Shishishi, irasshai, Shi- himesama desu.
Selamat datang di princessshishi, akun ffn pertama saya (atau mungkin bukan?)
Ehm. Kali ini saya akan memposting fanfic dari fandom yang cukup lawas ya, KHR. Ada yang masih ingat dengan Tsunayoshi dkk ini? Well, tapi fanfic ini ngga bakal bercerita tentang Tsuna atau para Vongola lainnya. The center in this fanfiction is, indeed, my prince Belphegor *clap clap*
Oke, selamat membaca
Written by Shi- himesama (princessshishi)
All characters of Katekyo Hitman Reborn belong to the respective owner, Akira Amano- sensei
WARNING: Original Character- Insert (Can be considered as Reader- insert)
Xx tahun yang lalu, di sebuah kerajaan yang jauh dari hiruk pikuk keramaian dunia, hiduplah sepasang pangeran kembar. Mereka berdua sekilas terlihat begitu ceria dan manis, sama seperti anak- anak seusia mereka pada umumnya. Tetapi jika kalian melihat senyuman mereka dengan seksama, kalian akan menyadari betapa anehnya senyum yang terlukis di wajah mereka. Alih- alih senyum polos atau bahagia, senyum ini seperti menggambarkan kejahatan dalam diri mereka yang saling membenci sejak pertama kali membuka mata. Entah apa yang membuat pertikaian diantara mereka tak kunjung usai, tetapi satu hal yang pasti, sang adik tak pernah sekalipun memperoleh kemenangan atas kakaknya.
Rasiel dan Belphegor.
Kakak dan adik, serta perseteruannya yang tak berujung.

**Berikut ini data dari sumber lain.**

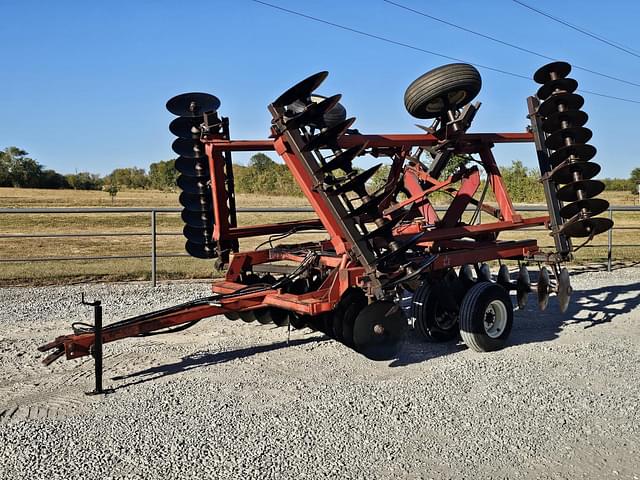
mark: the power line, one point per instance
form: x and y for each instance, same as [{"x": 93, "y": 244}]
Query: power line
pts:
[
  {"x": 581, "y": 30},
  {"x": 419, "y": 49},
  {"x": 502, "y": 42}
]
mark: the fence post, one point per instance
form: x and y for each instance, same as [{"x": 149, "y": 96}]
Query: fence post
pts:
[
  {"x": 610, "y": 242},
  {"x": 153, "y": 248}
]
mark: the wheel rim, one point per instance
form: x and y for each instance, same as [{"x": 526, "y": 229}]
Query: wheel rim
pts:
[
  {"x": 495, "y": 319},
  {"x": 452, "y": 98}
]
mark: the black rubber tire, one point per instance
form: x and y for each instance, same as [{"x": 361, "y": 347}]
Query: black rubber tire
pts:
[
  {"x": 379, "y": 346},
  {"x": 425, "y": 306},
  {"x": 353, "y": 300},
  {"x": 459, "y": 83},
  {"x": 472, "y": 317}
]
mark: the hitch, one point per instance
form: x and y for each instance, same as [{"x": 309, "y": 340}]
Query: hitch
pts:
[{"x": 96, "y": 348}]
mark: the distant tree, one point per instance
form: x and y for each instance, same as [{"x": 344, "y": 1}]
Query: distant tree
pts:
[
  {"x": 18, "y": 169},
  {"x": 453, "y": 164},
  {"x": 163, "y": 175},
  {"x": 131, "y": 177},
  {"x": 522, "y": 183},
  {"x": 52, "y": 179},
  {"x": 379, "y": 178},
  {"x": 261, "y": 163},
  {"x": 265, "y": 176},
  {"x": 84, "y": 181},
  {"x": 635, "y": 179},
  {"x": 112, "y": 190}
]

Seperti yang telah dijelaskan sebelumnya, si kecil Belphegor selalu kalah dari sang kakak kembar, Rasiel. Dalam hal apapun. Mulai dari hal- hal remeh hingga hal besar, salah satunya adalah tahta yang akan diwariskan kepada salah satu dari mereka setelah sang ayah menyelesaikan masa jabatannya. Tentu saja kali ini Rasiel pulalah yang akan mendapatkan kekuasaan atas kerajaan. Belphegor terseyum licik dan tertawa tertahan saat melihat sang kakak bersiap untuk menyambut seorang tamu penting yang lagi- lagi ditujukan untuknya.
"Shishishi, kau hanya beruntung karena lebih dahulu dilahirkan, Gil."

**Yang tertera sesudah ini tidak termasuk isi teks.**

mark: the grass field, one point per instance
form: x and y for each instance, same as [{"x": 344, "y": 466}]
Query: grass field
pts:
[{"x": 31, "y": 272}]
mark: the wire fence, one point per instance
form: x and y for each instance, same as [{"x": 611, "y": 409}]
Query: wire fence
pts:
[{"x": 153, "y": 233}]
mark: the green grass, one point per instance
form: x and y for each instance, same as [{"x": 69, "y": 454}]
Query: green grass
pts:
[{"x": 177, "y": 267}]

Rasiel yang mendengar ocehan Belphegor langsung menatap tajam kearah sang adik, membalas dengan senyuman liciknya.
"Shesheshe. Kau salah, Bel. Itu tidak ada hubungannya," ucapnya penuh kemenangan setelah beberapa kali mencoba menahan tawa anehnya, "Itu karena kau adalah seorang pecundang."

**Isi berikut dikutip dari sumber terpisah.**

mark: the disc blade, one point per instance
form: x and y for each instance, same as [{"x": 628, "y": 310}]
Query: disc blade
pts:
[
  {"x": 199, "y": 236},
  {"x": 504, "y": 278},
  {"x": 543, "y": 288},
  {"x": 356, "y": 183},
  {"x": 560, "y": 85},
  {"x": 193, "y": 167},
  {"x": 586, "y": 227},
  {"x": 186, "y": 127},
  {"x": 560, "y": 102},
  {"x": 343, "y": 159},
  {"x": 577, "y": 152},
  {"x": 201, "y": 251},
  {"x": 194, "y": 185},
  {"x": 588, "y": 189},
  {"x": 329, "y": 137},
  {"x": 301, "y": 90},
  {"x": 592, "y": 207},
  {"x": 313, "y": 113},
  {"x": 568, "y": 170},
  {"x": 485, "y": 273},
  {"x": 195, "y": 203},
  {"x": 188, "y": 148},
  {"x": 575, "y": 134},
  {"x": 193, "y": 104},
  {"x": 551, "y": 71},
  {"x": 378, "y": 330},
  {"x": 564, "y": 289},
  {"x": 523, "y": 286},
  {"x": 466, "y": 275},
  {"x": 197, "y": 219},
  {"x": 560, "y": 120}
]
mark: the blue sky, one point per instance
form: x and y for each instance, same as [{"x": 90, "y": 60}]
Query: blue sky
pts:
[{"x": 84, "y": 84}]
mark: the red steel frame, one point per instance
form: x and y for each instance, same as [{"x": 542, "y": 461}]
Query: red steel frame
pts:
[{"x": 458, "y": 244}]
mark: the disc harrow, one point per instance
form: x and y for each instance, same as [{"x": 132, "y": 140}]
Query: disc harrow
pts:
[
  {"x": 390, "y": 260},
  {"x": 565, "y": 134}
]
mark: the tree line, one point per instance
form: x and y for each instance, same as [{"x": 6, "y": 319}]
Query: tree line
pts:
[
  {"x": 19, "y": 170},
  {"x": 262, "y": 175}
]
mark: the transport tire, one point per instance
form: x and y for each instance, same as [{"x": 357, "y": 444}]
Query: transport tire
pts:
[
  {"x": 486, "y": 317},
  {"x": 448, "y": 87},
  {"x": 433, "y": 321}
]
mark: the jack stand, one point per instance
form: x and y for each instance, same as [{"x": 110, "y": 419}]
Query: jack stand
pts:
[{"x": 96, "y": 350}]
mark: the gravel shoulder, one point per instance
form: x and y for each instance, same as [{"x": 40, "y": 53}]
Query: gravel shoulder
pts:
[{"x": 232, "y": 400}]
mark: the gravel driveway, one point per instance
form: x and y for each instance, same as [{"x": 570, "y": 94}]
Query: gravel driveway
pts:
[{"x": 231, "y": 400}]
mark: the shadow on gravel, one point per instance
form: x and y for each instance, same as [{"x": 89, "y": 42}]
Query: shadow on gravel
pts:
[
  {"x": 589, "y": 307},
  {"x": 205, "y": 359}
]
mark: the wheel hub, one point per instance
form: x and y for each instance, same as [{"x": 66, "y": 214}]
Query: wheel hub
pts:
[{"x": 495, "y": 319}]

"Cih, aku akan membuatmu menyesal karena telah menyatakan itu," tangan Belphegor yang sedari tadi disembunyikan dibalik badannya akhirnya ia tampakkan; sebuah tangan kecil dengan pisau dapur dalam genggamannya. Rasiel yang sedari tadi hanya duduk di kursi dengan malas pun mulai bangkit berdiri dan menyambar pisau yang sedari tadi disimpan didalam mantel bulu tebalnya. Acara sakral 'melempar pisau' yang hampir setiap hari selalu terjadi di istana pun akhirnya terhenti karena tamu penting sang kakak telah memasuki istana. Rasiel kembali duduk di kursinya, mencoba untuk tenang sementara Belphegor kecil melemparkan pisaunya tepat di depan sang kakak. Sebuah ultimatum untuknya, sekaligus undangan untuk 'menyelesaikan masalah' setelah sang tamu sok penting menghilang dari istana. Suara pintu berderit pun mulai terdengar, Belphegor segera keluar dari ruangan, tetapi sepasang mata yang ditutupi poni panjang itu tetap mengedarkan pandangan kedalam ruangan melalui sedikit celah pada pintu yang digunakannya untuk keluar.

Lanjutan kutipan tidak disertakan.